JAKARTA - Pemerintah sudah menyiapkan peta jalan untuk membantu Indonesia melakukan transisi secara perlahan memasuki fase endemi. Hal ini dilakukan sejalan dengan sejumlah negara yang mencabut pembatasan Covid-19 dengan berbagai pendekatan, transisi dari pandemi jadi endemi. Ini perlu dilakukan secara bertahap.

"Peta jalan itu akan digunakan untuk melakukan normalisasi dalam aktivitas masyarakat melalui kebijakan pengendalian virus," kata Juru Bicara Pemerintah untuk Penanganan Covid-19, Reisa Broto Asmoro, dalam Siaran Sehat bertajuk Siapkah Indonesia Menuju Endemi yang diikuti secara daring di Jakarta, Senin (7/3).

Reisa menuturkan itu dilakukan dengan menetapkan target keterisian rumah sakit (BOR) ataupun angka kematian tetap berada pada level yang rendah. Peta jalan disusun dengan berbagai pertimbangan dan kehati-hatian yang tidak hanya terpaku pada kesehatan dan ilmu sains, namun juga melihat dari berbagai aspek dalam kehidupan masyarakat seperti sosial, budaya juga ekonomi.

Dari peta jalan itu, tambah Reisa, kemudian terbukti secara perlahan dapat mengendalikan lonjakan kasus Covid-19. Seperti per tanggal 6 Maret 2022, keterisian rumah sakit di Indonesia mulai melandai.

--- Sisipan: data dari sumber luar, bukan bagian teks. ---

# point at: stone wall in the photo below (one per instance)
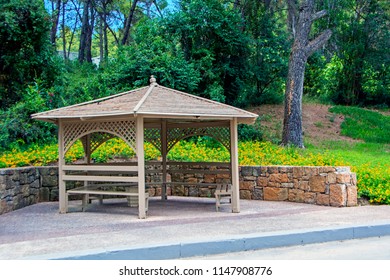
(330, 186)
(20, 187)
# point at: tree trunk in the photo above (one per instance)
(55, 19)
(63, 32)
(129, 19)
(301, 50)
(86, 34)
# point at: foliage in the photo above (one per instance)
(357, 70)
(212, 38)
(369, 161)
(152, 52)
(268, 58)
(25, 50)
(250, 132)
(16, 125)
(366, 125)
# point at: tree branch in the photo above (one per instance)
(318, 42)
(318, 15)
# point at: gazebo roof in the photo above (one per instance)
(151, 101)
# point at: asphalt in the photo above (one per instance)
(180, 227)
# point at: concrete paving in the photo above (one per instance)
(180, 227)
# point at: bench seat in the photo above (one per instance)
(100, 190)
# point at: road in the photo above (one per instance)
(375, 248)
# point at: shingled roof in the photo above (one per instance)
(151, 101)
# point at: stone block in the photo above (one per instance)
(304, 185)
(273, 169)
(209, 178)
(296, 195)
(278, 178)
(285, 169)
(26, 190)
(2, 189)
(343, 178)
(311, 171)
(353, 179)
(204, 192)
(223, 176)
(249, 178)
(262, 181)
(331, 178)
(193, 180)
(256, 171)
(310, 197)
(257, 194)
(49, 181)
(247, 185)
(287, 185)
(317, 183)
(326, 169)
(338, 195)
(351, 195)
(246, 170)
(297, 172)
(275, 194)
(245, 194)
(322, 199)
(273, 185)
(193, 191)
(343, 169)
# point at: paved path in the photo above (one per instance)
(178, 228)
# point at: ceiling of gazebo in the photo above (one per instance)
(153, 101)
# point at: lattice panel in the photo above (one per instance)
(96, 140)
(222, 134)
(153, 135)
(123, 129)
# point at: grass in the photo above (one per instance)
(367, 125)
(369, 158)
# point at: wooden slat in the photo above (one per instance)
(102, 192)
(192, 184)
(99, 178)
(222, 164)
(118, 168)
(198, 171)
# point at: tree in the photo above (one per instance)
(85, 49)
(302, 20)
(55, 19)
(361, 65)
(211, 37)
(26, 53)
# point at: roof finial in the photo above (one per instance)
(152, 80)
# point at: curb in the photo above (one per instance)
(236, 244)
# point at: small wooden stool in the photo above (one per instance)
(223, 191)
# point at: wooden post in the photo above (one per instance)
(61, 162)
(164, 147)
(234, 166)
(141, 168)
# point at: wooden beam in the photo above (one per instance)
(118, 168)
(91, 178)
(234, 164)
(164, 149)
(61, 172)
(141, 167)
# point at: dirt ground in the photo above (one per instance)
(318, 123)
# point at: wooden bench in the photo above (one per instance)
(100, 190)
(223, 191)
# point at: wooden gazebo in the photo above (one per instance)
(156, 114)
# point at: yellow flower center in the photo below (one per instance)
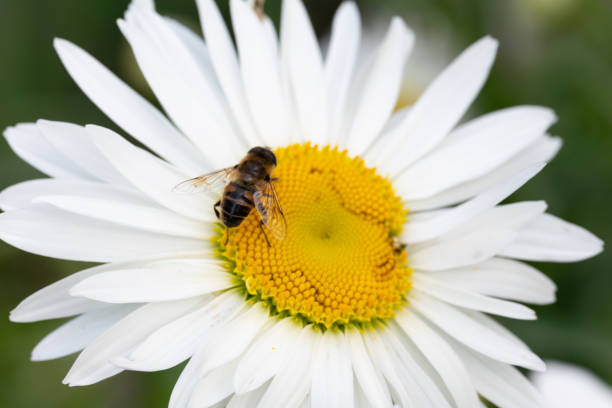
(339, 263)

Keterisian tempat tidur dan ruang isolasi intensif menjadi 29 persen dari kapasitas secara nasional.

Angka cakupan vaksinasi dosis pertama per 6 Maret 2022 juga sudah menyentuh 92,2 persen meskipun pada dosis lengkap baru 71,03 persen dan cakupan booster masih di bawah 10 persen.

"Kita harapkan itu terus turun dan pemerintah terus mengupayakan tetap terkendali dengan salah satu indikatornya yakni positivity rate yaitu harus di bawah target lima persen," kata Reisa.

Protokol Kesehatan
Di sisi lain, Reisa menyoroti agar dapat memasuki masa endemi cakupan vaksinasi hingga peningkatan kapasitas sistem pelacakan juga harus ditingkatkan. Termasuk kerja sama semua pihak menerapkan protokol kesehatan seperti memakai masker, mencuci tangan, dan menjaga jarak agar dapat memutus mata rantai Covid-19.

"Masyarakat punya peran untuk memutus mata rantai Covid-19 dan selama ini, kita sudah belajar dua tahun mulai hidup berdampingan dengan adaptasi kebiasaan baru yang kita lakukan setiap hari," ujar Reisa.

Pakar Epidemiologi dari Fakultas Kesehatan Masyarakat Universitas Indonesia, Iwan Ariawan, mengatakan kinerja pengendalian gelombang ketiga Covid-19 di Indonesia berjalan lebih baik dari periode Delta.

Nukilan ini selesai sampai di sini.